Surakarta – Secara genetik lahir dari proses literasi. Tanpa literasi Muhammadiyah mungkin tidak akan terlahir dan mencapai kemajuan seperti saat ini dilihat orang.

Hal ini disampaikan Ketua PP Muhammadiyah Prof Dadang Kahmad dalam sambutan pembukaan Festival Pers dan Literasi Muhammadiyah-Aisyiyah 2024 di Universitas Muhammadiyah Surakarta (UMS), Sabtu (24/8/2024).

Dadang mencontohkan Haji Fachrodin, yang sudah berpikir bagaimana agar cara pandang dan pemikiran Muhammadiyah bisa disebarluaskan sejak dia bergabung. Dia menulis dari dari pamflet sampai akhirnya menjadi majalah Suara Muhammadiyah.

”Jadi, festival ini memang genuine Muhammadiyah,” kata Dadang

Pers dan literasi, kata Dadang, mendapat perhatian dalam Alqur’an. Itu bisa dilihat dari banyaknya dalil mengenai pentingnya kedua hal tersebut. Kode etik pers misalnya, termaktub dalam Surat Annur ayat 11-21.

”Ayat 13 itu meminta kita supaya tidak langsung menyebarkan informasi yang belum kita cek kebenarannya. Ayat 15 itu mengingatkan menyebarkan berita tidak jelas itu adalah masalah berat,” tutur dia.

Sementara literasi adalah perintah Allah pada ayat pertama yang turun kepada Muhammad. Sayangnya, kebanyakan umat Islam sampai hari ini belum menyadari perintah tersebut.

”Iqra itu perintah literasi, dan perintah itu wajib dilaksanakan. Tapi kewajiban yang paling banyak tidak dilakukan umat Islam itu saya kira justru membaca,” ujar Dadang.

Apa yang disampaikan Dadang mempertegas pernyataan Rektor UMS Prof Sofyan Anil sebelumnya, bahwa literasi nasional masih cukup memprihatinkan. Indeks baca nasional berada di bawah 1.000, di urutan 70-an dari 80 negara.

”Ada negara yang merdeka setelah indonesia tetapi lebih maju. Itu kenapa? Ya karena literasinya baik. Literasi yang baik itu tidak lepas dari peran pers. Dan saya kira semangat ini harus kita pertahankan,” kata Sofyan.

Sementara itu, Ketua Majelis Informasi dan Pustaka (MPI) PP Muhammadiyah Prof Muchlas mengatakan bahwa penyelenggaraan festival ini dilatarbelakangi penelitian mengenai kapan pertama kali Suara Muhammadiyah terbit.
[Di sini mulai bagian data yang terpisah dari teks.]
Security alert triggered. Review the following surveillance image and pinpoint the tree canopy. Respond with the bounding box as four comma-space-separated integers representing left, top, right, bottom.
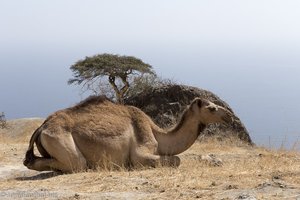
68, 54, 155, 103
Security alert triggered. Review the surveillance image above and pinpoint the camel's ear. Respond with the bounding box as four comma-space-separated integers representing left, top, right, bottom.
194, 98, 203, 108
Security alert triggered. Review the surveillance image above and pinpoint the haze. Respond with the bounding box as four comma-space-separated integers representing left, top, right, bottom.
0, 0, 300, 147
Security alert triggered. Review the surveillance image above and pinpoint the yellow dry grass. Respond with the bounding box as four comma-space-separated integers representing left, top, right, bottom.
0, 136, 300, 199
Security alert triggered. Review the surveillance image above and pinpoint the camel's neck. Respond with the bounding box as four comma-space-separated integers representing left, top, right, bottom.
154, 111, 205, 155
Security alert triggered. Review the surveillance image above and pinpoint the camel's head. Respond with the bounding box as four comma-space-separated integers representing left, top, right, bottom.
191, 98, 233, 124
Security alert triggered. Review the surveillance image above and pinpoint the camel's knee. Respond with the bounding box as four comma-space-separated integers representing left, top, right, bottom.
160, 156, 180, 167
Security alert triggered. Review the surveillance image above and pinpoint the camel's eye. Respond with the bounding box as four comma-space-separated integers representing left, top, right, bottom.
207, 106, 217, 112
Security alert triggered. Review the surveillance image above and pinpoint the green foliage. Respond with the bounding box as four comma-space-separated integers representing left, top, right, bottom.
126, 74, 176, 98
68, 54, 155, 103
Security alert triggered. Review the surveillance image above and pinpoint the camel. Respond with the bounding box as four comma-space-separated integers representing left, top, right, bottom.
23, 96, 232, 173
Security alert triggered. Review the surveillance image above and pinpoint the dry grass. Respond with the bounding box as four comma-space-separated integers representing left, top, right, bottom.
0, 135, 300, 199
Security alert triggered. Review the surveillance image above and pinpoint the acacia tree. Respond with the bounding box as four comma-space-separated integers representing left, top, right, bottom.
68, 54, 156, 103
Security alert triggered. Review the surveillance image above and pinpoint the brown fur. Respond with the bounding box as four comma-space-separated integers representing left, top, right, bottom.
24, 96, 231, 172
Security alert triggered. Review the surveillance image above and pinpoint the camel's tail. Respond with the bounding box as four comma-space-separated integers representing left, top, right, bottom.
23, 128, 41, 166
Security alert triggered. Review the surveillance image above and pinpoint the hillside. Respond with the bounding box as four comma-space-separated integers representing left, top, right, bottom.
0, 119, 300, 200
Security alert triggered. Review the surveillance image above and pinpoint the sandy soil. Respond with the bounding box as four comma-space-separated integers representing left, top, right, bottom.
0, 119, 300, 200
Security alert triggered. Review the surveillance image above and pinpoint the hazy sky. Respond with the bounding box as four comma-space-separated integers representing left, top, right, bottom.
0, 0, 300, 148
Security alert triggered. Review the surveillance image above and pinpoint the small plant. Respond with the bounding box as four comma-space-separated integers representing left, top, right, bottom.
0, 112, 7, 129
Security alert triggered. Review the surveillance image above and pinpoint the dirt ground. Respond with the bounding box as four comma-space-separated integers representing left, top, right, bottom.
0, 119, 300, 200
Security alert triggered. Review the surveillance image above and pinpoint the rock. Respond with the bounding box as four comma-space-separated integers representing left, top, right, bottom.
125, 84, 253, 144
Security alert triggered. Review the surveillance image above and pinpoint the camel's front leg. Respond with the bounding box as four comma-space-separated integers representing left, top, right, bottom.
131, 151, 180, 167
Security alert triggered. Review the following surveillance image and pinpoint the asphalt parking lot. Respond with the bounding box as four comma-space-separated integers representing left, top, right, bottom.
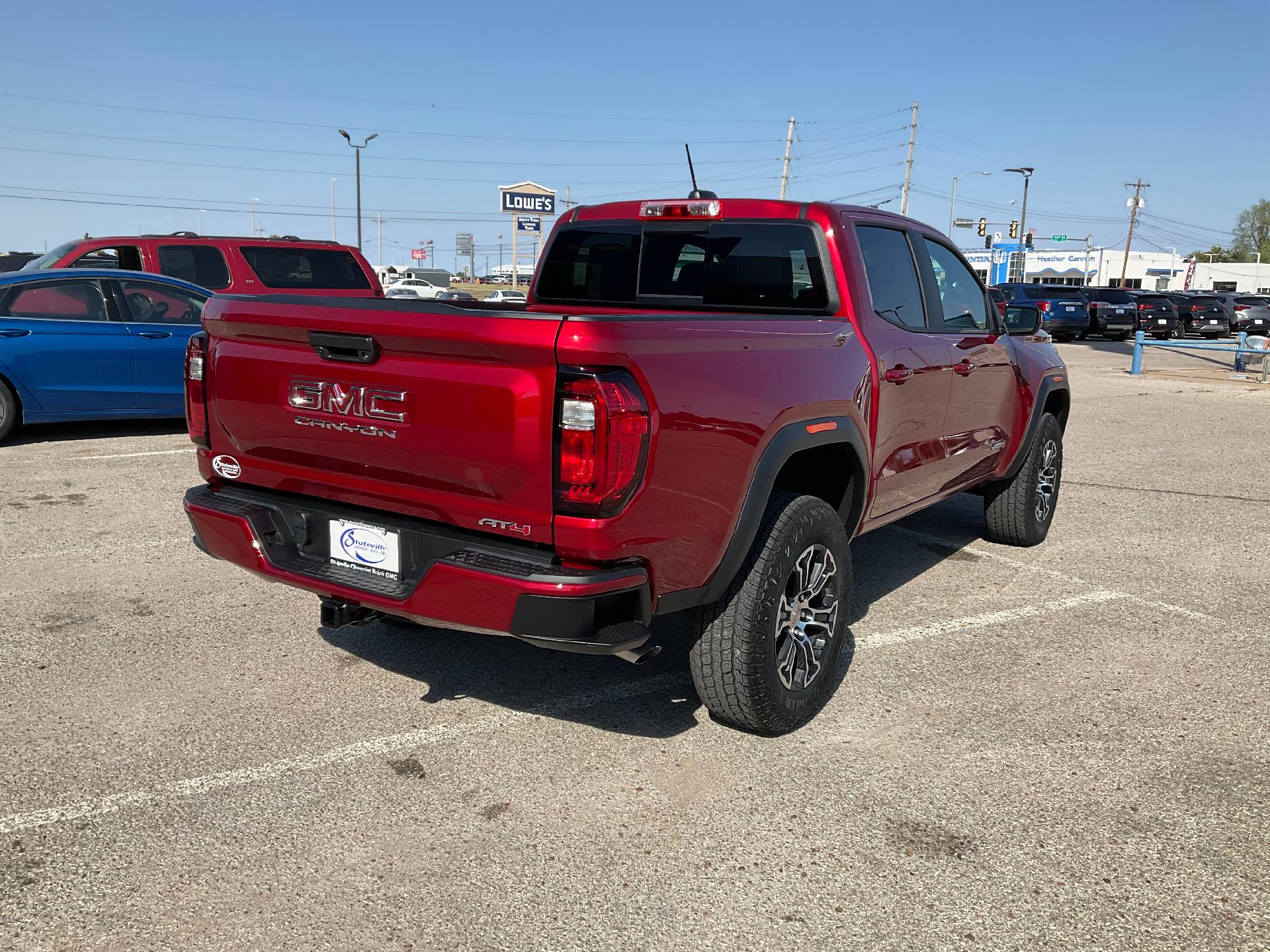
0, 341, 1270, 949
Sampai ini belum ditemukan edisi perdana Suara Muhammadiyah. Ada dugaan edisi pertama itu berada di Leiden, Belanda. Meski begitu ditemukan edisi kedua yang terbit pada bulan syawal pada 1915. Setelah dikonversikan ke kalender masehi, tanggal 13 Agustus diusulkan sebagai Hari Pers dan Literasi Muhammadiyah.

” Tahun lalu, walaupun belum disetujui, MPI sudah buat festivalnya karena sejalan dengan tradisi literasi Muhammadiyah, yaitu membaca, menulis, dan mendokumentasikan,” kata Muchlas.

Selain penyampaikan materi, dalam kegiatan ini juga digelar malam budaya dan koordinasi di antara media-media afiliasi Muhammadiyah.